‘Hackers with halos’ prepare for cyberspace war

May 17, 2016 / by / 0 Comment

Dr, Romeo Farinacci

Dr. Romeo Farinacci (Photo by Darryl Webb)

(Editor’s note: This story is from the May 2016 issue of GCU Today Magazine. To view the digital version of the magazine, click here.)

By Laurie Merrill
GCU Today Magazine

There’s a war going on that most of us can’t see, a behind-the-scenes battle in cyberspace between thieves who seek to steal vital information and those trained to stop them.

The weapons: sophistication, knowledge and training.

The bounty: untold quantities of computer-stored information that contains our most sensitive interests in both the private and public realms.
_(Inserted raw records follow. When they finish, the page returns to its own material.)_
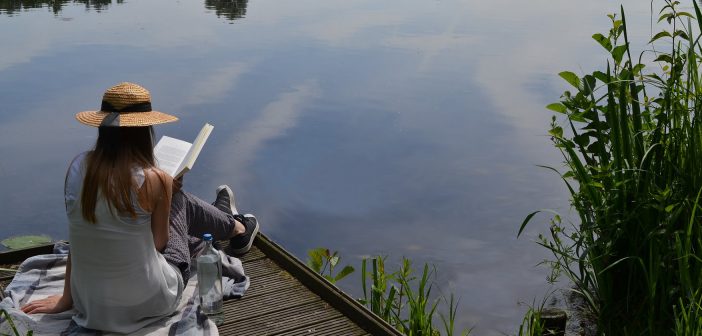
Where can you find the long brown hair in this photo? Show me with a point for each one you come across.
(109, 168)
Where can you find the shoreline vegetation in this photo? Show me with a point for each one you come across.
(399, 297)
(631, 138)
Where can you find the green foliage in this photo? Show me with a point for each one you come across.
(531, 324)
(20, 242)
(11, 324)
(322, 261)
(632, 144)
(688, 316)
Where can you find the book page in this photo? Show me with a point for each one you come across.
(194, 150)
(170, 154)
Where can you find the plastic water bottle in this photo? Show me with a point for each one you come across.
(209, 277)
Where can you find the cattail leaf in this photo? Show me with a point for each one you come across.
(571, 78)
(618, 53)
(663, 58)
(603, 41)
(659, 35)
(556, 107)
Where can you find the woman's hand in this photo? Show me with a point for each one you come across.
(50, 305)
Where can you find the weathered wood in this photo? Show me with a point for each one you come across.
(285, 297)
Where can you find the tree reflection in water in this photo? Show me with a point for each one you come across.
(12, 7)
(229, 9)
This year, Grand Canyon University introduced new online and ground degrees to arm graduates with an arsenal of high-tech weapons so they can immediately join the front line against cybercriminals.

“At GCU, we are teaching our students the tools and the technologies that hackers use to penetrate our security,” said Dr. Roméo Farinacci, program director of Information Technology & Cyber Security for GCU’s College of Science, Engineering, and Technology.

“We are the hackers with white hats, the hackers with halos.”

The degree is one of a rapidly multiplying list of new online and ground STEM degrees GCU is rolling out as it continues on its mission to produce well-trained, highly competitive graduates in the areas of science, technology, engineering and math.

“We want to make Arizona a hot spot for cybersecurity,” Farinacci said. “We want Arizona to be the place where data centers and corporations that handle data relocate.”

24 new CSET programs

Dr. Mark Wooden, CSET dean, said GCU is developing 24 new degree programs in his college, including 12 in IT/computer science, seven in engineering and five in science.

At the same time, the University is working on methods for allowing online students who work full-time to apply their experience in lieu of some required courses, Wooden said during a session on STEM Happenings at GCU.

The Bachelor of Science in Information Technology with an Emphasis on Cybersecurity is GCU’s first step in offering a degree that provides unique, hands-on training and will help transform Arizona into a hot spot for cybersecurity professionals, Farinacci said.

“Thirty years ago, we had security guards to protect us. Today, we need more than security guards because hackers are breaking in and stealing our identification, our information and our intellectual property, and they do it without walking a foot outside their homes,” he said.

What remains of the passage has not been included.